While his Olympic dream burned on, Henderson was introduced to the world of Mixed Martial Arts in 1997 as he pursued a spot on the 2000 Olympic team.
"I started fighting basically to support my wrestling and supplement my income," said Henderson, who posed for pictures with his Pride championship belt and signed autographs for more than two hours yesterday. "When I got into it, I didn't really have any goals in MMA. It's been my living. Since I started, I never had a real job.
"I enjoy it. It pays the bills."
The 2000 Olympic goal wasn't realized, though Henderson -- who was the last man to hold the welterweight and middleweight titles in the now-defunct Pride Fighting Championship -- may be on the verge of a career breakthrough.
After losing a five-round decision to Quinton (Rampage) Jackson in his last fight, Henderson is preparing to take on Anderson (The Spider) Silva for the UFC welterweight title on Mar. 1 in Columbus, Ohio.
With a victory in that bout, Henderson will be due for a huge payday.
"He's tough," said Henderson. "Good on his feet, not bad on the ground.
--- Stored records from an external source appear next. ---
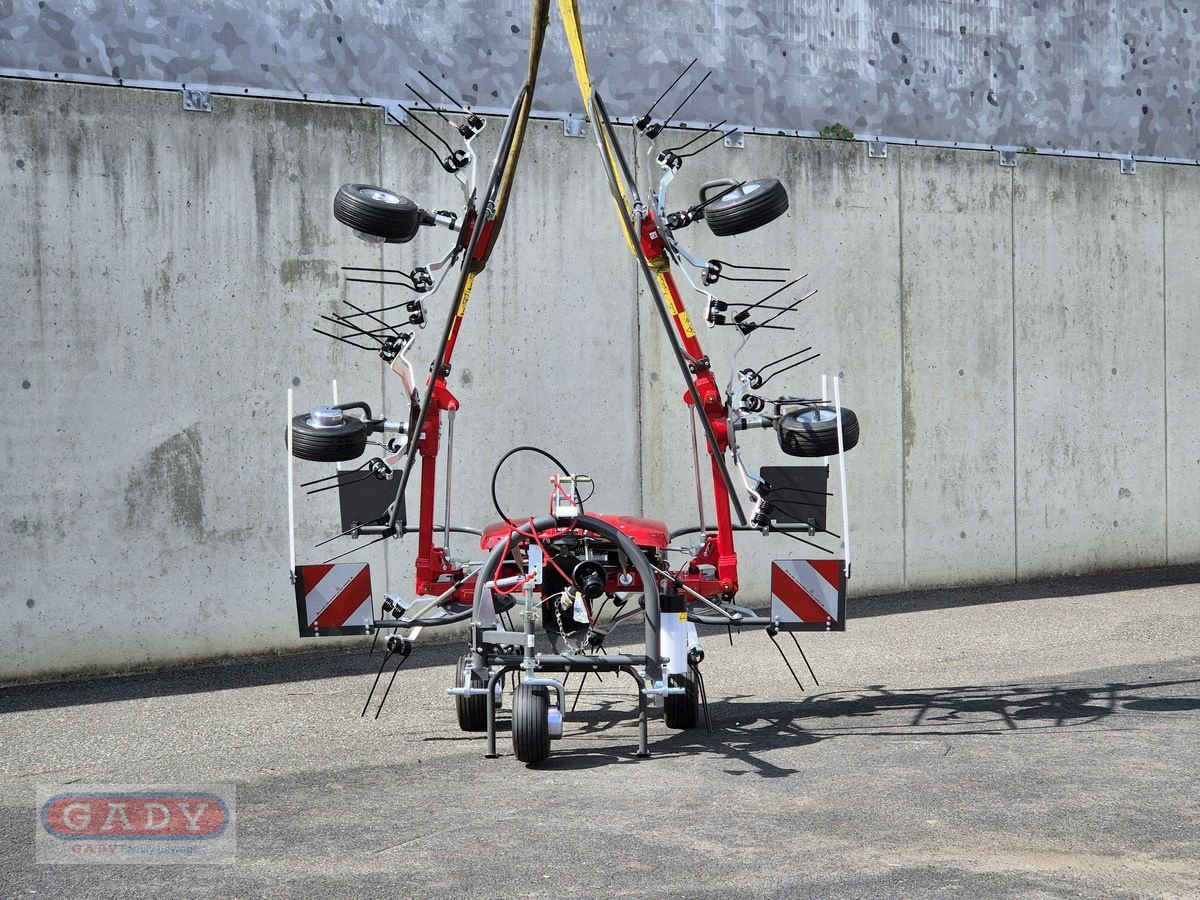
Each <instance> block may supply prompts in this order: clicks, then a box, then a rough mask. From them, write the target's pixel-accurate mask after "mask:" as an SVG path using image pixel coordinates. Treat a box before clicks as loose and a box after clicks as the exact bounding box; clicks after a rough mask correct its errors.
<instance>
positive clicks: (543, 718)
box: [485, 684, 550, 766]
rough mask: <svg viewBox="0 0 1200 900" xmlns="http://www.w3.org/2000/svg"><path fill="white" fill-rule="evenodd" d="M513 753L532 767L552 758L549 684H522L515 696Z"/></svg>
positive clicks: (518, 684) (516, 690)
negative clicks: (545, 686)
mask: <svg viewBox="0 0 1200 900" xmlns="http://www.w3.org/2000/svg"><path fill="white" fill-rule="evenodd" d="M485 700H486V697H485ZM512 752H514V754H516V757H517V758H518V760H520V761H521V762H524V763H529V764H530V766H535V764H536V763H539V762H541V761H542V760H545V758H546V757H547V756H550V691H548V690H547V689H546V688H545V685H540V684H518V685H517V689H516V691H515V692H514V695H512Z"/></svg>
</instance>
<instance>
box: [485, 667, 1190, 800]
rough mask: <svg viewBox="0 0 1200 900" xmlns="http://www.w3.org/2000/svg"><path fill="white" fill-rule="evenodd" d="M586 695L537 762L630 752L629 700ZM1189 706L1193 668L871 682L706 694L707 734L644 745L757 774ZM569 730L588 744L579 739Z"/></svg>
mask: <svg viewBox="0 0 1200 900" xmlns="http://www.w3.org/2000/svg"><path fill="white" fill-rule="evenodd" d="M584 696H586V697H587V695H584ZM588 701H589V702H588V703H587V707H586V708H583V707H581V708H580V709H578V710H577V712H576V713H575V714H574V715H570V716H569V719H568V722H569V731H568V738H566V739H565V740H564V742H563V744H562V745H560V746H557V748H556V749H554V751H553V752H552V754H551V756H550V758H548V760H546V762H544V763H541V766H540V768H547V769H568V770H569V769H586V768H594V767H599V766H611V764H622V763H629V762H637V760H636V757H635V756H634V750H635V746H636V734H635V731H634V727H635V725H636V709H635V708H632V707H631V704H630V702H629V700H628V698H618V697H616V696H604V695H601V696H595V697H589V698H588ZM582 702H583V701H581V703H582ZM1198 710H1200V679H1196V678H1190V679H1162V680H1151V682H1140V683H1138V684H1129V683H1120V682H1112V683H1104V684H1020V683H1014V684H1003V685H986V686H983V685H959V686H950V688H928V689H904V690H893V689H889V688H887V686H884V685H871V686H869V688H865V689H864V690H862V691H830V692H824V694H815V695H811V696H809V697H804V698H800V700H793V701H767V702H764V701H754V700H750V698H749V696H748V695H742V696H731V697H722V698H712V701H710V704H709V716H710V720H712V726H713V733H712V734H709V733H708V732H707V731H706V730H704V726H703V722H702V724H701V725H700V727H697V728H694V730H690V731H679V732H671V733H670V734H668V736H666V737H661V736H654V734H653V733H652V738H650V754H652V756H653V757H655V758H664V757H667V758H670V757H684V756H691V755H695V754H697V752H698V754H706V755H709V756H713V755H715V756H722V757H725V758H727V760H730V761H731V762H733V761H736V762H740V763H743V764H744V766H745V767H746V770H748V772H754V773H755V774H757V775H760V776H762V778H784V776H787V775H792V774H798V773H799V772H800V769H793V768H785V767H780V766H776V764H775V763H773V762H770V761H768V760H767V758H764V756H763V755H766V754H770V752H773V751H776V750H794V749H798V748H803V746H805V745H809V744H816V743H818V742H822V740H832V739H836V738H853V737H908V738H912V737H923V738H929V737H965V736H1002V734H1012V733H1014V732H1033V731H1039V732H1045V731H1057V730H1079V731H1082V730H1086V728H1088V727H1097V726H1102V727H1106V728H1112V727H1134V726H1135V725H1136V724H1138V722H1139V721H1141V720H1144V718H1145V716H1146V715H1153V714H1170V713H1193V714H1194V713H1196V712H1198ZM498 728H500V730H505V731H506V728H508V722H506V721H505V720H500V721H499V722H498ZM614 732H619V733H620V738H619V744H617V745H610V746H602V748H601V746H596V745H595V744H596V743H598V740H599V739H604V740H605V742H606V743H607V736H608V734H610V733H613V736H614V737H616V733H614ZM463 737H467V736H463ZM576 739H577V740H583V742H586V743H587V744H588V745H584V746H580V745H578V744H577V743H576ZM480 749H482V744H480ZM731 774H733V773H731ZM736 774H745V772H738V773H736Z"/></svg>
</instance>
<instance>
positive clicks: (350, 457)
mask: <svg viewBox="0 0 1200 900" xmlns="http://www.w3.org/2000/svg"><path fill="white" fill-rule="evenodd" d="M284 437H286V436H284ZM366 449H367V427H366V425H364V424H362V420H361V419H356V418H354V416H353V415H346V416H343V418H342V424H341V425H334V426H329V427H324V428H320V427H317V426H316V425H310V424H308V416H307V415H305V414H302V413H301V414H300V415H298V416H294V418H293V419H292V455H293V456H294V457H296V458H298V460H311V461H312V462H346V461H348V460H356V458H358V457H360V456H362V451H364V450H366Z"/></svg>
He's pretty well-rounded fighter."
As for his light heavyweight unification bout with Jackson, Henderson nearly pulled off the upset.
"I thought I had done enough, but that's why we have the judges," said Henderson. "I just know it was a close fight."
Not to mention an important fight.
Henderson showed he can battle with one of the best in the business and after a 10-year hiatus from the UFC, the man from Southern California might just have what it takes to become a bona fide star.
"It almost seemed like a debut," said Henderson. "Most people weren't watching 10 years ago."
But they're definitely watching now.
Henderson isn't the least bit surprised how much the sport has grown during the past decade.
"I always knew that it would. It was just a matter of getting people to watch it," he said. "You see it the first time and then they're hooked. The sport kind of sells itself. It was just a matter of time."
FIGHT RESULTS: In the main event, Jason (Dooms) Day defeated Ron Faircloth with a second-round technical knockout; Jordan Mein scored a first-round TKO over Winnipegger Kevin (Mongoose) Manderson: Chris Lee earned a first-round TKO over Chris Burns; Simon Marini defeated Brett Portieous in a unanimous decision; Ferrid Kehder defeated Mike Neufeld; Greg Compton defeated Tim Tamaki in the second round with a rear naked choke; Rory McDonell forced Jean-Marc Lalonde to submit with a triangle choke in the first round; Markhaile Wedterburn stopped Dave D. Lorenzi with a rear naked choke in the 1st round; and, Bill Boland scored a TKO over Wilf Betz.